Clyde: Okay, so what about the squares of prime numbers. For example, the square of 7 is
49, so its only factors are 1, 7 and 49. That means that a smaller number, like 12, actually has
more factors than the larger number which is 49. I am confused.
Bonnie: Again, Clyde, we are looking at prime numbers in this situation. Any square of a
prime will only have three factors just like you said. The same thing happens when you find
the number of factors in the cube of a prime. But remember what I said before: prime
numbers are the exception to the rule.
Clyde: So what you are saying is that the number of factors increases with the value of a
number, unless the number you are looking at can be factored into the base of a prime
number. For example, 81 = 34 so it does not follow the trend that you are describing.
Bonnie: Yes! Clyde, I am really glad that you challenged me when I first suggested that the
larger a number is, the more factors it will have. I have also realised that this is not always
true. However, when leaving out numbers that can be factored into the base of a prime
number, like you said, the rule does hold true.
Here Bonnie acknowledges prime numbers as exceptions, but later she is invited to look
at squares of primes. As a result, the ‘exceptions’ to the rule are extended to include
powers of primes. Though the expression “numbers that can be factored into the base of a
prime number” used by both characters is colloquial, it is clear from the examples that
this phrase refers to numbers whose prime factorisation is a power of a single prime. This
is yet another example of theory amendment, a response that is consistent with a scientific
and mathematical norm (Chinn & Brewer, 1993), while the amendment itself is incorrect.
As the script writer does not comment on Bonnie’s conclusion – that “the rule does hold
true” once some numbers are excluded – we conclude that the participant shared this
belief. Other possible clusters of ‘exceptions’, such as the product of two large primes,
were not discussed in any of the scripts.
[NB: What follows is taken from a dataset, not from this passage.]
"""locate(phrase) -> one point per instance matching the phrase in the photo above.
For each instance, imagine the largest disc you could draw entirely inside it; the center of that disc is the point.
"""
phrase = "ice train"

On the power of large numbers
In all the scripts one counterexample was insufficient in convincing Bonnie to abandon
her claim. This shows the awareness of script writers to possible robust beliefs held by
their potential students, beliefs that they themselves may also have possessed. The
following statement in a commentary from S1.22(1) summarises this phenomenon:
Bonnie insisted she was right until Clyde did more examples to prove her wrong. In order to
thoroughly prove that this theory is a reliable one (without just taking someone’s word for it),
one must test the theory multiple times with various numbers. After picking a few strategic
numbers, only a few examples are required before the trend can be seen that the size of the
number does not influence the number of factors.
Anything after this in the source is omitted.